Rep. David Alexander, D-Enfield, also expressed concern about the proposal, and frustration over the fact that Looney and Sharkey told reporters and lawmakers that CBIA endorsed the idea.
“It’s disturbing that our caucus leadership misled us,” he said, adding that lawmakers are worried that “no one can explain how it works or why it works.”
Democrats also built in the expectation that the state will see a windfall of $39 million compared in settlements that the attorney general is negotiating.
Sharkey said lawmakers believe the number could be even higher, but the $39 million figure is a conservative estimate.
Savings in the Democrats’ plan includes a $25 million reduction in debt service payments, $26 million by reassigning executive branch lawyers to the attorney general’s office, and a $10.4 million reduction in the Department of Developmental Services’ operating budget.
Democrats proposed restoring 85 percent of the funding Malloy’s plan would cut to hospitals, but Fasano said that still would result in a $37.4 million drop.

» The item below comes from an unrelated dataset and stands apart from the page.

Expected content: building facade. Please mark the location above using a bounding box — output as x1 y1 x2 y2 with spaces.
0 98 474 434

He said that also would result in the loss of $112 million in federal reimbursements.
Democrats expressed an interest in talking with Republicans, but leaders from both parties accused the other side of failing to fully negotiate.
Sharkey said Republicans “refused to participate” in budget talks, prompting Fasano to note that Democrats declined to attend two budget meetings with Malloy last week.
“We are in the budget negotiation,” he said. “We’ve been in the room with the governor, they walked out of the room.”
Malloy said he thinks a bipartisan negotiation “would be best,” and that he doesn’t “support, in whole, either of those budgets.”